Why for Yiru: Gene editing tools are essential for cancer research — from modeling tumour suppressor loss to engineering immunotherapy cells. Improved prime editing directly accelerates the generation of precise disease models and therapeutic cell products, with relevance to TME-focused functional genomics.

Summary: Reports the discovery of non-Mendelian inheritance patterns of DNA methylation in mice, where methylation states at specific loci are transmitted across generations in patterns that deviate from classical Mendelian expectations. Using multi-generational pedigrees and whole-genome bisulfite sequencing, the authors identify loci where methylation patterns are influenced by parental origin, genetic background interactions, or persist through meiosis despite sequence-independent mechanisms. The study provides some of the strongest evidence to date for transgenerational epigenetic inheritance in mammals, challenging the assumption that the epigenome is completely reset between generations.

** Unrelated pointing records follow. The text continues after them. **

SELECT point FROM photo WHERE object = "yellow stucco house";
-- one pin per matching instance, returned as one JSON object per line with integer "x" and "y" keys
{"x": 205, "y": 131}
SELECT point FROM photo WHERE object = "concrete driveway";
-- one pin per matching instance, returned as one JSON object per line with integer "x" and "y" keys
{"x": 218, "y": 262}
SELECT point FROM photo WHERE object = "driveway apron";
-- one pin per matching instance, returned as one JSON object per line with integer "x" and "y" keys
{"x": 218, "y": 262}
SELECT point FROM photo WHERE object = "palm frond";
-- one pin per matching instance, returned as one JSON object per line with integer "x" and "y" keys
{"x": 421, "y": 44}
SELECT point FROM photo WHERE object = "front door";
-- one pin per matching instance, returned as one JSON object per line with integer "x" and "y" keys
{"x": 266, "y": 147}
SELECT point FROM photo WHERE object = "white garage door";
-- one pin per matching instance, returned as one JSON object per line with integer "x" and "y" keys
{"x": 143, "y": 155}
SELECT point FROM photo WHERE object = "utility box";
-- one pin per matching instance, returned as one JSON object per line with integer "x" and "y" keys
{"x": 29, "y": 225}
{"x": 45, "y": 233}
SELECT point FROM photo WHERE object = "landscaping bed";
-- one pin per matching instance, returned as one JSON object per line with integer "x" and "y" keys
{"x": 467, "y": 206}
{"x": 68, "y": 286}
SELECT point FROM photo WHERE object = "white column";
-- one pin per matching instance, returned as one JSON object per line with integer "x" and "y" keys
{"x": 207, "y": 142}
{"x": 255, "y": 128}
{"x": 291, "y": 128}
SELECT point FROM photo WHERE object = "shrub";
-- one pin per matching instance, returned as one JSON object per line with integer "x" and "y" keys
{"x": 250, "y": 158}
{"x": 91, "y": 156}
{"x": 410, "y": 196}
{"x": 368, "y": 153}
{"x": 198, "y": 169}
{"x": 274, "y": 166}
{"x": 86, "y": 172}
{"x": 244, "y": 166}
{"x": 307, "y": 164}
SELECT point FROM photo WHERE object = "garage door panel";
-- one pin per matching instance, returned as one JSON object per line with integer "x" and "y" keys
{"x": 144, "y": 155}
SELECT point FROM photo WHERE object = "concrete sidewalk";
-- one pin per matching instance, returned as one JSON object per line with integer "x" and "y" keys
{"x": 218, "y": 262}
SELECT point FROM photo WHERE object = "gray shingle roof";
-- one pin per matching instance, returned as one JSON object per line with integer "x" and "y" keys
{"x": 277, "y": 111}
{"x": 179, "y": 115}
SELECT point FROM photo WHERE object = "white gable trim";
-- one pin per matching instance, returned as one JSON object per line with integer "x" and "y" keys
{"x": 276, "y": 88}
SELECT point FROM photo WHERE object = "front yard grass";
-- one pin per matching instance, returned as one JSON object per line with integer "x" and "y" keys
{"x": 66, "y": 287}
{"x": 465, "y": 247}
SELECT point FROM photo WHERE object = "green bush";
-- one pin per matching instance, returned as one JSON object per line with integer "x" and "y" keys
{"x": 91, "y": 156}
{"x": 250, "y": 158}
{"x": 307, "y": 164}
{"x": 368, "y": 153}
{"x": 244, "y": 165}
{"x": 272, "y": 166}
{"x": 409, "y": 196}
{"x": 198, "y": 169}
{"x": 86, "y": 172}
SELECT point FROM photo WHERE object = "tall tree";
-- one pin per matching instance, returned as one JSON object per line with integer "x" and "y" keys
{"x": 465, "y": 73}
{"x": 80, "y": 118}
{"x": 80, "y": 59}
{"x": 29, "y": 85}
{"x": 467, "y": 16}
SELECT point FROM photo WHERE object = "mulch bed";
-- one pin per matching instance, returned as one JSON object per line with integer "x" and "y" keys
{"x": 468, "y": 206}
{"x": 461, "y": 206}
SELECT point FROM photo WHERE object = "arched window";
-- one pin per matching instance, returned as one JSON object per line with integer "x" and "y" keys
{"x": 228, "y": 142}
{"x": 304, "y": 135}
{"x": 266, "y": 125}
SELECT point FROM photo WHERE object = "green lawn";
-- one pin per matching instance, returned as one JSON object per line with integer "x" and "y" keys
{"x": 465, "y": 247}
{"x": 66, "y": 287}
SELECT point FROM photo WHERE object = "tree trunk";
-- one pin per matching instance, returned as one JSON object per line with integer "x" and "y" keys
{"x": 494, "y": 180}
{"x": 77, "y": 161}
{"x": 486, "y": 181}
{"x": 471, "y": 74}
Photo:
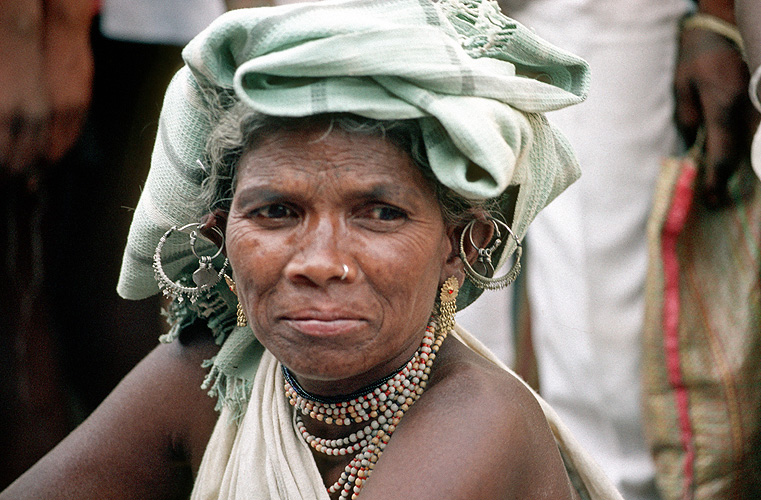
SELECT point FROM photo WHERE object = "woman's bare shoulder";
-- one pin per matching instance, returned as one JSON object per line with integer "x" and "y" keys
{"x": 477, "y": 432}
{"x": 144, "y": 441}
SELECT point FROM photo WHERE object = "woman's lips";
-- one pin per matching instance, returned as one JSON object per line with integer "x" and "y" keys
{"x": 324, "y": 327}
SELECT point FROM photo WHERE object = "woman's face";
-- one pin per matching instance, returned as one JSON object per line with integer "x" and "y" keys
{"x": 308, "y": 202}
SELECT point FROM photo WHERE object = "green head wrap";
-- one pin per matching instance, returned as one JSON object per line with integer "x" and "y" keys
{"x": 477, "y": 81}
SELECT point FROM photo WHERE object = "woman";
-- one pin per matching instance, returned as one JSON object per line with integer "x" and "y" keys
{"x": 353, "y": 162}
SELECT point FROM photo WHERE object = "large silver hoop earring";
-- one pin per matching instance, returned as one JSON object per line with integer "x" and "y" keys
{"x": 485, "y": 254}
{"x": 205, "y": 277}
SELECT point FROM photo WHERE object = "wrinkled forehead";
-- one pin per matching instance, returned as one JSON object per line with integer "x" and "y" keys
{"x": 321, "y": 158}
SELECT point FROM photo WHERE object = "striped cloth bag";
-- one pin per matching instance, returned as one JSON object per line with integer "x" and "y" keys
{"x": 702, "y": 338}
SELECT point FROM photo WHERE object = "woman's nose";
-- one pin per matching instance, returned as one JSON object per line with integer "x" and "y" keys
{"x": 322, "y": 257}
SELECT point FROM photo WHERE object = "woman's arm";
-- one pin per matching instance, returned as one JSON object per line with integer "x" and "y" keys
{"x": 144, "y": 441}
{"x": 476, "y": 433}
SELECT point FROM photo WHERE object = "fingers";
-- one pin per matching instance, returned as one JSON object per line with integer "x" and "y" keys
{"x": 711, "y": 92}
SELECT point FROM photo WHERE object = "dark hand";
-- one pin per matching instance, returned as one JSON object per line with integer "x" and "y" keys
{"x": 711, "y": 91}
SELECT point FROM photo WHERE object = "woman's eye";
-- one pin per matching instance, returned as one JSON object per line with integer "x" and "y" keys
{"x": 274, "y": 211}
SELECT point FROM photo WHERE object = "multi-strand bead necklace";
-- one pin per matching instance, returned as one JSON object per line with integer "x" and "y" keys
{"x": 382, "y": 406}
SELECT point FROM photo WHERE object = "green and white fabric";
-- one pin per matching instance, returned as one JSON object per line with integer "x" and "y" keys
{"x": 477, "y": 81}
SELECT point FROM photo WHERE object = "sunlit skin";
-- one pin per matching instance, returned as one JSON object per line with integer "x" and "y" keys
{"x": 306, "y": 203}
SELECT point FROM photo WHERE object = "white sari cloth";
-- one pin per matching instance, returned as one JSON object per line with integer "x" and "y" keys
{"x": 264, "y": 458}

Why it matters: The possibility of transgenerational epigenetic inheritance in mammals has been highly controversial. Robust evidence for non-Mendelian methylation inheritance would fundamentally expand our understanding of heritability — beyond DNA sequence — with implications for how we think about disease risk, environmental exposures, and evolutionary adaptation. If epigenetic states can be inherited, parental experiences could shape offspring phenotypes through mechanisms beyond genetics.

Why for Yiru: Epigenetic regulation is central to cancer biology — from tumour suppressor silencing to immune evasion. If methylation patterns can be transmitted across generations, it opens questions about whether cancer-relevant epigenetic states (e.g., at tumour suppressor loci) could have transgenerational dimensions, and more broadly how epigenetic memory operates in somatic tissues including the TME.